Dunque qual è l’elemento più propenso a fornire la caratterizzazione fantastico/fantascientifica del gioco? Il fattore umano e la storia della specie, di come si è arrivati all’evoluzione attuale e dei principali attori di quest’ultima. Non è tanto nella magia o nella forza tecnologica che il giocatore identifica una certa atmosfera, ma paradossalmente avviene proprio nelle aree con meno azione: la narrativa, il background e lo spazio “sociale” inteso come luogo adibito a esplorare la civiltà presente nel titolo. Il tutto è comunicato attraverso un elaborato impianto visivo dove ogni dettaglio deve essere al posto giusto se si vuole riuscire a creare un mondo credibile e, contemporaneamente, così fantastico da risultare una visione onirica.

L’EREDITÀ DI BIOWARE

Date queste premesse: perché Anthem azzecca, come Destiny, molto bene la “sinestesia” tra fantascienza e fantasy? Perché dietro c’è BioWare ed è la creatice di Mass Effect e Dragon Age. Chi più di lei potrebbe essere in grado di unire i due generi dopo averne esplorato le varie sfaccettature in due iconiche saghe? Naturalmente a noi, al momento, interessa solamente la parte riguardante la costruzione del mondo e già così ci sarebbe molto di cui parlare e discutere. Tuttavia, addentrandoci nella parte più primitiva dell’ambientazione, possiamo trovare alcuni elementi molto interessanti per l’ottica del futuro di Anthem e del suo cammino da svolgere nel corso degli anni.

Partendo da Dragon Age, chi ha giocato la trilogia (quadrilogia con il titolo in arrivo) conosce molto bene la ricchissima mitologia presente all’interno di esso.

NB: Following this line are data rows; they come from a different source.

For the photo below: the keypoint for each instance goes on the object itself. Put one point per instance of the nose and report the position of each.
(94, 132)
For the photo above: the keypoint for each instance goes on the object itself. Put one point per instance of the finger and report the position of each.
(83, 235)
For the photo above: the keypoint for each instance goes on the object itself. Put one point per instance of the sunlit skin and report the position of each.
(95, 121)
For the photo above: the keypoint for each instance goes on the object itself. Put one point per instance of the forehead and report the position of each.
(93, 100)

Andraste, Mythal, Fen’Harel e molte altre divinità appaiono come perdute, presenti in monumenti e storiografie ma quasi del tutto sparite, soprattutto quando si guarda la situazione elfica. Il giocatore trova, nel corso dei giochi, manufatti e manifestazioni di questi esseri, tanto da essere un fattore cruciale per alcune specifiche strutture sociali e per l’avanzata dell’Inquisizione. Questa sensazione di avere delle divinità tanto vicine ma allo stesso tempo nascoste o lontane è stata presa a piene mani e riportata all’interno delle premesse narrative di Anthem nella figura dei Creatori. Ciò garantisce di avere un rapporto molto solido e aperto con il fattore mistico del gioco, portando plausibilmente a una scoperta o a nuovi contenuti narrativi riguardanti questi esseri proprio come è avvenuto nell’arco dei tre Dragon Age.

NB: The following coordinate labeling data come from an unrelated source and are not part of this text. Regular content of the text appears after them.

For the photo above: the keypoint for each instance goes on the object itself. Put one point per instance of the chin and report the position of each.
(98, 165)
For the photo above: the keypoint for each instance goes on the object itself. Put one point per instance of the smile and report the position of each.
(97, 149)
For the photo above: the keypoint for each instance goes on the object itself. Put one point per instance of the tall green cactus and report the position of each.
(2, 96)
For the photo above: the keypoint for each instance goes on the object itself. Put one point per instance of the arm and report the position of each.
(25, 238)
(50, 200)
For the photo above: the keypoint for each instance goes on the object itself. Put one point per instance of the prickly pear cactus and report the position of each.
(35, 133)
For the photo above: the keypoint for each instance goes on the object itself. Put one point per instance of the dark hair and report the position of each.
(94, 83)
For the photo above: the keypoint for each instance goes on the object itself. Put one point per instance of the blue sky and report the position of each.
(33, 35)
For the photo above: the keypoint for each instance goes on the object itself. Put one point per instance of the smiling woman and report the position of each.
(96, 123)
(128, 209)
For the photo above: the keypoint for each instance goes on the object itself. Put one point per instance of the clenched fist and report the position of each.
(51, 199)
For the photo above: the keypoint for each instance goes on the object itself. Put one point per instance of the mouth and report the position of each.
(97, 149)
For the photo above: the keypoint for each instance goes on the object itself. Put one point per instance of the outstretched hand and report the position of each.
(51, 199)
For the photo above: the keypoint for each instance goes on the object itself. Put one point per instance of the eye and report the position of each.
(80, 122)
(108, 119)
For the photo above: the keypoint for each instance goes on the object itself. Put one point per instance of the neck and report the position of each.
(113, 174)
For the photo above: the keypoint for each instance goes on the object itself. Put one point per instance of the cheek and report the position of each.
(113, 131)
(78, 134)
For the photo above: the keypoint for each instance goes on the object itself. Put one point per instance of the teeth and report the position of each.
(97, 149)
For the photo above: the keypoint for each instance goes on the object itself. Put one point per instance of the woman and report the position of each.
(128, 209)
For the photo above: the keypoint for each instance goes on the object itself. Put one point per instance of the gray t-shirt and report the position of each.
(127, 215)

Passando a Mass Effect, è molto interessante notare come le razze e l’umanità siano messe al centro della narrazione nonostante un universo quasi infinito. Le divergenze tra le mire di utilizzo della tecnologia antica dei Prothean (e qui si potrebbe fare un parallelo con Dragon Age), l’uso dei portali galattici nonostante le molte domande intorno alla loro funzione e la ricerca verso la risoluzione del grande mistero dietro i creatori di questi manufatti, sono tutte eredità fatte passare nella “storia” di Anthem, cambiandone i connotati e abbassandone le scala planetaria. Già in Mass Effect però le abilità di Shepard e dei Rider sembravano un misto tra fantasia e tecnomanzia, seppur con un feeling decisamente diverso derivante dal contesto da space-opera, eppure anche questo elemento è quasi presente in Anthem e nel rapporto tra il Pilota e le sue capacità.

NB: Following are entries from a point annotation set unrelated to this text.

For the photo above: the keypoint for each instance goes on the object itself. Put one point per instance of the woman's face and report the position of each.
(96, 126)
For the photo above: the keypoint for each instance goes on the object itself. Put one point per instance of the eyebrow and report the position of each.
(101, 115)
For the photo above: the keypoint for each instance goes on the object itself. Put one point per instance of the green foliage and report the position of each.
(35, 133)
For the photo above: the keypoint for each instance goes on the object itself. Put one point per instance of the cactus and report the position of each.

Più di tutti gli altri aspetti citati però, è indubbio che il conflitto tra i combattenti di Fort Tarsis e il Dominio ricalca moltissimo le note della crociata contro Cerberus: entrambe le fazioni ostili sono una parte dell’umanità propensa a un utilizzo più egoistico delle tecnologie aliene, entrambe presentano un capo misterioso attivo e dotato di un ragguardevole potere (nel senso più largo del termine), entrambe utilizzano gli stessi armamenti della fazione “buona” e entrambe hanno deciso di separarsi dal resto della civiltà – nonostante le difficoltà della specie – al fine di perseguire i propri scopi. Si tratta di un rapporto molto importante per l’impronta narrativa, soprattutto se si vuole coinvolgere moralmente il giocatore dando un certo significato ai dialoghi e alle scelte da compiere.

Alla presenza degli elementi ripresi vanno segnalate anche alcune cesure atte a venire incontro alla natura da looter-shooter multigiocatore: togliere le relazioni romantiche può inficiare sulla percezione del cast da parte del giocatore, privandone magari un certo livello d’affezione, espandere le dinamiche del gruppo in una vera e propri piccola città disperde l’attenzione, sebbene i personaggi finora mostrati siano accattivanti, e altre piccole rinunce di caratteristiche tipiche del gioco single player.

Se da un lato c’è un netto distacco dalla classica esperienza BioWare nel senso più puro e immacolato del termine, dall’altra non siamo affatto lontani dagli elementi che hanno appassionato chiunque abbia seguito i lavori di questa casa. A livello puramente creativo, Anthem è un viaggio in un mondo sconosciuto ma anche tremendamente familiare, ricco di storia, mitologia, magia e fantascienza. La sua concezione non è una novità assoluta come non lo sono tante altre produzioni di questo panorama, ormai saturo di idee e concetti elaborati fino alla morte. Ciò che distingue un bel mondo da un copia incolla è come le fonti d’ispirazione vengano usate in maniera creativa e originale, creando quella formula atta a rendere unico nel suo genere un universo come questo. In un videogioco, spesso questo compito è adibito alla narrazione e all’estetica, guidando il giocatore in una fantasia così ben realizzata da sembrare frutto della sua più florida immaginazione.

BioWare si trova nel bel mezzo di un nodo spinoso, per diverse ragioni di mercato e creative. Non è facile, soprattutto nel 2019, convincere un bacino di utenza così esigente riguardo la valenza di un concetto, di una visione. Sia perché ne abbiamo viste già tante, sia per via dell’altalenante risultato di Mass Effect Andromeda. Eppure, per quanto sia suo compito illustrarci quanto Anthem possa valere il nostro prezioso tempo, anche noi giocatori dovremmo essere più propositivi nel comprendere quanto spessore e creatività ci sia dietro un concept così ambizioso come quello di un vasto, lussureggiante mondo dove la tecnologia e la scienza si uniscono in un’armonia affatto ridondante.